NEOS NÖ fordern mehr Parteientransparenz. Landessprecherin Indra Collini fordert umfassende Transparenz bei Einnahmen und Ausgaben der Parteien sowie klare Sanktionen gegen Verstöße.

Von Linda Goldsteiner. Erstellt am 17. September 2019 (15:29)
NEOS
Indra Collini (NEOS) fordert FPÖ und ÖVP auf, Spenden offenzulegen.

In der Landtagsvorschau der NEOS NÖ geht es vor allem um mehr Parteientransparenz. Landessprecherin Indra Collini stellt dafür vier konkrete Forderungen im Zuge eines Transparenzpaketes. So sollen die Wahlkampfkosten niedrig gehalten werden. Bei Nichteinhaltung der Wahlkampfgrenze fordert die Landessprecherin wirksame Sanktionen. Weiters fordern die NEOS NÖ Transparenz bei den Einnahmen und Ausgaben, mehr Prüfrechte für den Rechnungshof sowie klare Regeln für parteinahe Vereine. 

"Der Anstand muss wieder in die Politik kehren. Niederösterreich könnte vorangehen und zum transparentesten Bundesland Österreichs werden", so Collini. 

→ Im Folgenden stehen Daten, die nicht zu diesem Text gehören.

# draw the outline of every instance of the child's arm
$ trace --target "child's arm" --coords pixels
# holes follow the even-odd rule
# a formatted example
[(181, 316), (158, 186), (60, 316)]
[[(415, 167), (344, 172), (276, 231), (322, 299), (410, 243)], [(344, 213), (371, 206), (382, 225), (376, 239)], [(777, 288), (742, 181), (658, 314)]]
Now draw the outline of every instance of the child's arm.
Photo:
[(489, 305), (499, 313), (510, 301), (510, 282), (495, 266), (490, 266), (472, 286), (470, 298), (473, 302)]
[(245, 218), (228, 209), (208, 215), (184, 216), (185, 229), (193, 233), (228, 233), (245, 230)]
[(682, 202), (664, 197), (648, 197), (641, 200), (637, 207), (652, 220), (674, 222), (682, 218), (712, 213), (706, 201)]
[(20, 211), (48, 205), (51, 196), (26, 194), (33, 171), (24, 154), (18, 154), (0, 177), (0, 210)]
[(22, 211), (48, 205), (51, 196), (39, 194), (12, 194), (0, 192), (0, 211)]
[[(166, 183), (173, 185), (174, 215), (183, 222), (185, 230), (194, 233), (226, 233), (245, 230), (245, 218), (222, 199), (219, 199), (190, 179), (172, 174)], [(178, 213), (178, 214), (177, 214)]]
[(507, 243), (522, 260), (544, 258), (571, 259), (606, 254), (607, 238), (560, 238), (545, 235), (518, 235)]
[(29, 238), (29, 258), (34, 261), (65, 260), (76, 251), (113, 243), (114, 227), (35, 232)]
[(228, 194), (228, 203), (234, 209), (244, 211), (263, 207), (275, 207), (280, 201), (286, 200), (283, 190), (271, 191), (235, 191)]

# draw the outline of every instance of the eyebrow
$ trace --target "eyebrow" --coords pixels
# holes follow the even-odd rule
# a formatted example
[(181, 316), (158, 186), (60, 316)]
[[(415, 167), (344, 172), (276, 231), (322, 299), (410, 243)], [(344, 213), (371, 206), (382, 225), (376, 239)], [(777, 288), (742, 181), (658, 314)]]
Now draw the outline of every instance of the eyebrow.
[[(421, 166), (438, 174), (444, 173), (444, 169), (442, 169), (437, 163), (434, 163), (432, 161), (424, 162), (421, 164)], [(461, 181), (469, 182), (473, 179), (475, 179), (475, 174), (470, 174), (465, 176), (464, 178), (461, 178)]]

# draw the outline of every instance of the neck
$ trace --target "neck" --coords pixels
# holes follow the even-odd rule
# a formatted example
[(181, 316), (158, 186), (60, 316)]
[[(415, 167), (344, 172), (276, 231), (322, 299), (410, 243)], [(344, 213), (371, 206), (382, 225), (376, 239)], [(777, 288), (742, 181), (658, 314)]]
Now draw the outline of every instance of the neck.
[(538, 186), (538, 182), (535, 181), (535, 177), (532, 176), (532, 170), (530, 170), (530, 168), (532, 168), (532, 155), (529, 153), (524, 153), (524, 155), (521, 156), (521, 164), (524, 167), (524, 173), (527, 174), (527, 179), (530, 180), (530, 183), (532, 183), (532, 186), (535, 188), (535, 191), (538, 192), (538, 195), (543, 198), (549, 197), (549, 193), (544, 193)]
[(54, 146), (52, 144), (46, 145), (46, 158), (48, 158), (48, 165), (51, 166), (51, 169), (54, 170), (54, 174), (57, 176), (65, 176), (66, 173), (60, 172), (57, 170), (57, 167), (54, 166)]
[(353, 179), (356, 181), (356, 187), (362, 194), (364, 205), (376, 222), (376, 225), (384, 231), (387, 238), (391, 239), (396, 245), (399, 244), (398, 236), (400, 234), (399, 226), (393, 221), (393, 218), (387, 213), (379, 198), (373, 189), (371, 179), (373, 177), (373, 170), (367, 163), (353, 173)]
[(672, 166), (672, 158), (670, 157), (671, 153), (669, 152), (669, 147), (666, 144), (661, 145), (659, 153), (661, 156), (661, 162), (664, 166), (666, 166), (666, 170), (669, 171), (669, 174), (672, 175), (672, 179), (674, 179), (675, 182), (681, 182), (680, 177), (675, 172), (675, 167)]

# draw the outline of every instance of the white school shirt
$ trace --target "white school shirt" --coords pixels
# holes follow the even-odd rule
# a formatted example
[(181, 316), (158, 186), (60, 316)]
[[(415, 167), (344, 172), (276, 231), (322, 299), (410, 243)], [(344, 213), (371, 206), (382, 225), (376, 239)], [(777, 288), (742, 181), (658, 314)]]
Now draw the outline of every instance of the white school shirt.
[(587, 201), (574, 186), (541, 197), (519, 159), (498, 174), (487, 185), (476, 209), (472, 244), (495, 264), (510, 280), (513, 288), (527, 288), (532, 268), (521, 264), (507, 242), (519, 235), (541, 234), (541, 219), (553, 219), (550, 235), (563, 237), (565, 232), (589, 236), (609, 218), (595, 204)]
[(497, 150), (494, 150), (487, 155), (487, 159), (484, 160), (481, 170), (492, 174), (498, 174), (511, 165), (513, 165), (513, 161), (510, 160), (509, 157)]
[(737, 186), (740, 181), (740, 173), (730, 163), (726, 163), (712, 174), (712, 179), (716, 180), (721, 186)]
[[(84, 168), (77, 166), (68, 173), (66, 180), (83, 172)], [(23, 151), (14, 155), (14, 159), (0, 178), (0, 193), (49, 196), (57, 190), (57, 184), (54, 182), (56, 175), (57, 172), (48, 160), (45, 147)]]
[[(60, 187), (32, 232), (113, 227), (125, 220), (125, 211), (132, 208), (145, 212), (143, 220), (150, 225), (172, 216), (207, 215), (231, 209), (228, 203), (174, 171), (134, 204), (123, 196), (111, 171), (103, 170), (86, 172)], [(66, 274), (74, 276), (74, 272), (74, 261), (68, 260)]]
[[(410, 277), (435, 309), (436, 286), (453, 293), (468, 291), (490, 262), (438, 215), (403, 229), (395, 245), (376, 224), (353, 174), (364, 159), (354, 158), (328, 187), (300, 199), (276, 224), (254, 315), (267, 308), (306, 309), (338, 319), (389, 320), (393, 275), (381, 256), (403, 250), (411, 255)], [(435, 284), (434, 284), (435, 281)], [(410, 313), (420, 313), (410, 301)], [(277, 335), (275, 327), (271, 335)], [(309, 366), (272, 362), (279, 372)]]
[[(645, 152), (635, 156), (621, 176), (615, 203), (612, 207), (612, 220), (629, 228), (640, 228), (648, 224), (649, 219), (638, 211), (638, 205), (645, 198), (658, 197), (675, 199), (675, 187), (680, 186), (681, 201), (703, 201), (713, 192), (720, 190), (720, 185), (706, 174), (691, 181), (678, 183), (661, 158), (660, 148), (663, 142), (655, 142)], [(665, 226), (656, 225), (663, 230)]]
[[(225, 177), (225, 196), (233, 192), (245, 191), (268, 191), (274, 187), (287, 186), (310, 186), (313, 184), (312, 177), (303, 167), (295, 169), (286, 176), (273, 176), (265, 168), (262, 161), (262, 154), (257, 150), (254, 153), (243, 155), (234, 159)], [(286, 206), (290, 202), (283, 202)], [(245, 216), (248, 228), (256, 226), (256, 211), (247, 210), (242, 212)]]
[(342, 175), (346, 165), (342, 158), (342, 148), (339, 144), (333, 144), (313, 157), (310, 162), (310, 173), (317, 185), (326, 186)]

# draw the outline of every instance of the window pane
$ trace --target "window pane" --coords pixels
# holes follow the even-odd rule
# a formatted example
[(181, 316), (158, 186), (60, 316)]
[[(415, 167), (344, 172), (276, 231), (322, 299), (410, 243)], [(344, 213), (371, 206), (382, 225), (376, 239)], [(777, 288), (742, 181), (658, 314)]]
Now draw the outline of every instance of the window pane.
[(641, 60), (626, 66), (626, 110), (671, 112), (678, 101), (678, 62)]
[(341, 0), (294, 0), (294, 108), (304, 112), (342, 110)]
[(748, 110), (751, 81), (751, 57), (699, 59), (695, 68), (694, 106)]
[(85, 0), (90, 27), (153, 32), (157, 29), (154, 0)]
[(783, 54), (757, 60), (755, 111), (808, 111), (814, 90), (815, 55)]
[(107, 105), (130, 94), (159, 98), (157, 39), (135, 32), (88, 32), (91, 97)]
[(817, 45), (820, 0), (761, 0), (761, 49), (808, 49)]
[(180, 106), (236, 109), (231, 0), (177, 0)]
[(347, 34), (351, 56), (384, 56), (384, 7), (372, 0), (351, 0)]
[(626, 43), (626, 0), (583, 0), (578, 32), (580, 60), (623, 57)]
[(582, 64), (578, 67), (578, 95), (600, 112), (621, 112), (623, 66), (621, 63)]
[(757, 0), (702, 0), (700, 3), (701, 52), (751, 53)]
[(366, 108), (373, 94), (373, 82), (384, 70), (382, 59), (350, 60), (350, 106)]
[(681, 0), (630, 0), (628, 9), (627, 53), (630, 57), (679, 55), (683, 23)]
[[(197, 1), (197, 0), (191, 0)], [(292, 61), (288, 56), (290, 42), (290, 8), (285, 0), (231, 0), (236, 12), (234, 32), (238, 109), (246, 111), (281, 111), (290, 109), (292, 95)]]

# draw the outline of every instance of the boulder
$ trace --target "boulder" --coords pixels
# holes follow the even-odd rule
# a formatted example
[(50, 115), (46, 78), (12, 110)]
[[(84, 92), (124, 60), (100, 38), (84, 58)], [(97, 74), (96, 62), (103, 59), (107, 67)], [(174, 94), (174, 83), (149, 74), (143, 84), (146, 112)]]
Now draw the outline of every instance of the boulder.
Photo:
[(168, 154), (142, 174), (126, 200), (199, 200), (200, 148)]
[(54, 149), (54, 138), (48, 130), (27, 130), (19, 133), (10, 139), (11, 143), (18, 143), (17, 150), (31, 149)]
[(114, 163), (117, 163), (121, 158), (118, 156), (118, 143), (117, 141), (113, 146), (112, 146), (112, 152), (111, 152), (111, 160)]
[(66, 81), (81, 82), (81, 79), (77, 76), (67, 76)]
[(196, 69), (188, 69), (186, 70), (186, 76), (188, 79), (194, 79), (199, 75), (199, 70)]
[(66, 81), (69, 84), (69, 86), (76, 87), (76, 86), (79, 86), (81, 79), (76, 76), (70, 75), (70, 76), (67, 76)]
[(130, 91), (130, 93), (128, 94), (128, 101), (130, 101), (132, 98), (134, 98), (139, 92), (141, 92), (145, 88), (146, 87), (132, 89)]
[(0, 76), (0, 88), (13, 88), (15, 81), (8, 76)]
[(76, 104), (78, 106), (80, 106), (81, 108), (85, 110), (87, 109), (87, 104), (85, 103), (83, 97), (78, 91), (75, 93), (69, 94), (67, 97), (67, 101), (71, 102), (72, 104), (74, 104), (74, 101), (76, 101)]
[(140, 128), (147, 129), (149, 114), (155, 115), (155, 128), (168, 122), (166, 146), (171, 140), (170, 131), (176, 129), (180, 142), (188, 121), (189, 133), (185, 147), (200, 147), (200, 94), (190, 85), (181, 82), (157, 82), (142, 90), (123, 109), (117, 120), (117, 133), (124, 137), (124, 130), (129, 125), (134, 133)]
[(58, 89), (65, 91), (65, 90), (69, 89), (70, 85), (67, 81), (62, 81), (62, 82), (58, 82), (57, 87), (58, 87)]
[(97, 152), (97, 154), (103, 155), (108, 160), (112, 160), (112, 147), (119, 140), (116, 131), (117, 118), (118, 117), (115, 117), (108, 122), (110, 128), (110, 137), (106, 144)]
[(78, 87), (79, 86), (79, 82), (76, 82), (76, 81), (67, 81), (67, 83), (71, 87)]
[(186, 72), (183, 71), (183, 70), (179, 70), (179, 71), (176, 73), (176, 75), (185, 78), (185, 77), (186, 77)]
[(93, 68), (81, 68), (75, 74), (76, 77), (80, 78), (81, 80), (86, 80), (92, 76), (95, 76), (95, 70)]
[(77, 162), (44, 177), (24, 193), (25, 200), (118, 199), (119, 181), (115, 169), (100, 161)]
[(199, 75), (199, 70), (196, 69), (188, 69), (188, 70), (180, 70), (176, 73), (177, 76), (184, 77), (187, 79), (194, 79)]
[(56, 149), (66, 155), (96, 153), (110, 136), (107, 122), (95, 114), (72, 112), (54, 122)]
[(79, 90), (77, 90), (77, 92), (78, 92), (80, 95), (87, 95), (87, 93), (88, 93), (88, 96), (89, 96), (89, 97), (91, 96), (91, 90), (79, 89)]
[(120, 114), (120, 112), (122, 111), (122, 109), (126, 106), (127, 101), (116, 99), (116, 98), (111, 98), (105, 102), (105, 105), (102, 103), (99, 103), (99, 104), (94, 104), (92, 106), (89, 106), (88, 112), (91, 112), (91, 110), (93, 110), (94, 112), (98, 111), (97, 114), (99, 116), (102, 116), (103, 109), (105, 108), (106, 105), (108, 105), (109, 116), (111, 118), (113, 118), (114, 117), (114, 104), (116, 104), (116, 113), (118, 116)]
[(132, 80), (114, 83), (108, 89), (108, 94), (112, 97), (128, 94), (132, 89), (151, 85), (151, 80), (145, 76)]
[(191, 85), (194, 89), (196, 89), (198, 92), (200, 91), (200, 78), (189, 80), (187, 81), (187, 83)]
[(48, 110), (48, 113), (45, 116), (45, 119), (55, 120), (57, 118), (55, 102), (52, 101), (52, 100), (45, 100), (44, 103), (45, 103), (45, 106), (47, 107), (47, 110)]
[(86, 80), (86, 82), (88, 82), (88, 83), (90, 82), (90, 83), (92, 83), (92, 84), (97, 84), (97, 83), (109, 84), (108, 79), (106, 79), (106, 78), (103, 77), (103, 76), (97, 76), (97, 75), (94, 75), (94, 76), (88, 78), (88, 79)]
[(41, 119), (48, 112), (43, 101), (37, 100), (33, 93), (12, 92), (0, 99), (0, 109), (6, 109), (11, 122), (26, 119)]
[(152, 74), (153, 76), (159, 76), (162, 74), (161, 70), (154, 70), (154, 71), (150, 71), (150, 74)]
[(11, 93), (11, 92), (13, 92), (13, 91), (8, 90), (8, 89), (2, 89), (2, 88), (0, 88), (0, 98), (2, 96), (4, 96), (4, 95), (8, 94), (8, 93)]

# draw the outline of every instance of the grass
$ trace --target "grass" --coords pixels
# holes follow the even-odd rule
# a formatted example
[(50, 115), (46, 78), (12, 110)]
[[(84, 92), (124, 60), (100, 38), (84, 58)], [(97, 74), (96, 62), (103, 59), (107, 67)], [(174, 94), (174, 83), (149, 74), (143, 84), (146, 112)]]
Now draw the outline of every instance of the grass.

NEOS NÖ wollen klare CO2-Grenzwerte

Zum Thema Klimawandel legt die Landessprecherin ein Zwei-Punkte-Klimapaket vor und fordert die Einführung eines Klimabudgets, das CO2-Grenzwerte festlegt und eine verpflichtende CO2-Folgeabschätzungen bei Gesetzen und Großprojekten. Es sei bereit fünf nach zwölf, man brauche nun endlich Taten. Dies sei auch auf Landesebene möglich, heißt es von der Landessprecherin: "Wir brauchen ein System, auf das sich unsere Kinder und Enkelkinder verlassen können."

Landtagsabgeordneter Helmut Hofer-Gruber nimmt außerdem auf den Wirtschaftsbericht 2018 Bezug. "Die positive Wirtschaftsentwicklung ist eine Folge der Weltkonjunktur, nicht das Ergebnis der NÖ Wirtschaftspolitik", sagt er. Die guten Zahlen würden täuschen, so etwa im Tourismus: Ein großer Teil der steigenden Nächtigungszahlen werden in Schwechat, Vösendorf und St. Pölten erzielt. NÖ profitiere hier von der Nähe zu Wien - bei den Zahlen handle es sich Großteils um kurze geschäftliche Aufenthalte, so Hofer-Gruber. 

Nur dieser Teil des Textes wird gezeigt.